Section 28 of the LSA requires that regulators “must” comply with this section, which includes obligations to be “transparent” and “accountable” in each of its regulatory activities, “which would include its own decision making to promote public interest and it in obligations to the profession including rule making”, Mr Bennett said.

“In my view not being fully transparent with the press, the profession and consumers is potentially unlawful and the SRA risk someone challenging the board’s decision before the courts to ensure the SRA is open and transparent in its actions.

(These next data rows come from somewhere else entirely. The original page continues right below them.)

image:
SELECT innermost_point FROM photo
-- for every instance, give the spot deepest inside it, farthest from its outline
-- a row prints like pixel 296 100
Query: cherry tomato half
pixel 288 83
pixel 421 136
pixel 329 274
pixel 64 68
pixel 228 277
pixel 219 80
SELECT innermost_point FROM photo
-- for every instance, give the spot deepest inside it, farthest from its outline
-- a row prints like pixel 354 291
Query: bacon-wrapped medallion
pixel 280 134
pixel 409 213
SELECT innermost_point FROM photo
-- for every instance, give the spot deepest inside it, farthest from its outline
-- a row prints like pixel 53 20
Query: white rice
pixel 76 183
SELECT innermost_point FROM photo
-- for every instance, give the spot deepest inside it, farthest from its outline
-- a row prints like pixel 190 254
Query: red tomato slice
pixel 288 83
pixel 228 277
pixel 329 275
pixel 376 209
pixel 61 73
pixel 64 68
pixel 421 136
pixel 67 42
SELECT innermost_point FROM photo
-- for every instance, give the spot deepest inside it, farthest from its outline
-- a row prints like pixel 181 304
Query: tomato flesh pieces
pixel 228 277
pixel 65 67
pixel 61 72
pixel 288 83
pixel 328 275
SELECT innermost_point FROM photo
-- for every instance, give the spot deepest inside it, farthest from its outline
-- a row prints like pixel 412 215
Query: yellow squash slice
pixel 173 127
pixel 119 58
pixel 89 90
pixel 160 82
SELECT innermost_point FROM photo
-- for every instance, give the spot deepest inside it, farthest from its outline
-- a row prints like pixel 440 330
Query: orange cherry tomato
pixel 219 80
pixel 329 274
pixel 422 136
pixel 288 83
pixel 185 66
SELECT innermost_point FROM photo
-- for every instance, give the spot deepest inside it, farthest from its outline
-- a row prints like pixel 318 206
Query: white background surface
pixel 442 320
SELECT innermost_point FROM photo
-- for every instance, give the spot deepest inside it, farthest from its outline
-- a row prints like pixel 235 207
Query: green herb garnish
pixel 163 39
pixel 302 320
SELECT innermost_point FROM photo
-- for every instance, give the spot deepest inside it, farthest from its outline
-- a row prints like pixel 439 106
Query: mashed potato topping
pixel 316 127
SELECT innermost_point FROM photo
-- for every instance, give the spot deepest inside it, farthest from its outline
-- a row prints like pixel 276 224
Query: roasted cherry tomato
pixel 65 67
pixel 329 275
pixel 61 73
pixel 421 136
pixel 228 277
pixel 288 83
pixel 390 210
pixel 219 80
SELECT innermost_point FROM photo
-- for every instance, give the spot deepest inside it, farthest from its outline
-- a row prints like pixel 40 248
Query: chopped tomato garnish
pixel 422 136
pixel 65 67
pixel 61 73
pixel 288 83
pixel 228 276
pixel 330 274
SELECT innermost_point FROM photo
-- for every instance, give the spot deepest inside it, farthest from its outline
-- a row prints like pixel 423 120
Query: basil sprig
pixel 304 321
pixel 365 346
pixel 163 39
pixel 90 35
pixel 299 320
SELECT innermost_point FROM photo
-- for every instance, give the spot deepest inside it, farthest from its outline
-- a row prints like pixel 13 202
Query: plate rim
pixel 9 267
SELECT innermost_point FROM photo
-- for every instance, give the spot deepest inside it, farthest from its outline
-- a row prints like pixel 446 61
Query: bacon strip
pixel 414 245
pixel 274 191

“Section 28 also requires the SRA to have regard to ‘best regulatory practice’ and closing the doors to its board and its public interest-focused decision-making is difficult, perhaps impossible, to justify against the legal obligations arising from the LSA.

“In particular the transparency of other regulators now put the SRA as not only incompatible in terms of enforcement, which is a long held weakness of the SRA whose disciplinary processes are more onerous, but in terms of a lack of transparency with comparable regulators.”

Mr Bennett said the SRA also appeared not to have considered the Regulators Code – to which it is a signatory – which requires regulators to “ensure that their approach to regulatory activities is transparent”.

He added that the “disconnect” between the SRA board’s approach on to transparency and “its expectations on solicitors, law firms and compliance officers in particular is stark”.

“At a time when the SRA seeks full independence, rather than merely operational independence, from the Law Society, it is risk the SRA board needed not to take and risks damaging its credibility as a regulator which within the solicitors’ profession it is yet to achieve in many aspects.”

Mr Bennett concluded: “Much of what the SRA does is well intentioned, appropriate and done well. However, the overzealous enforcement and the consistent lack of transparency in its actions is a concern and the SRA board has elevated existing concerns [with this decision].

“The SRA board faces a crucial credibility test on this issue: Does it recognise its own misjudgement and will it report it to the profession by reversing an obvious error?”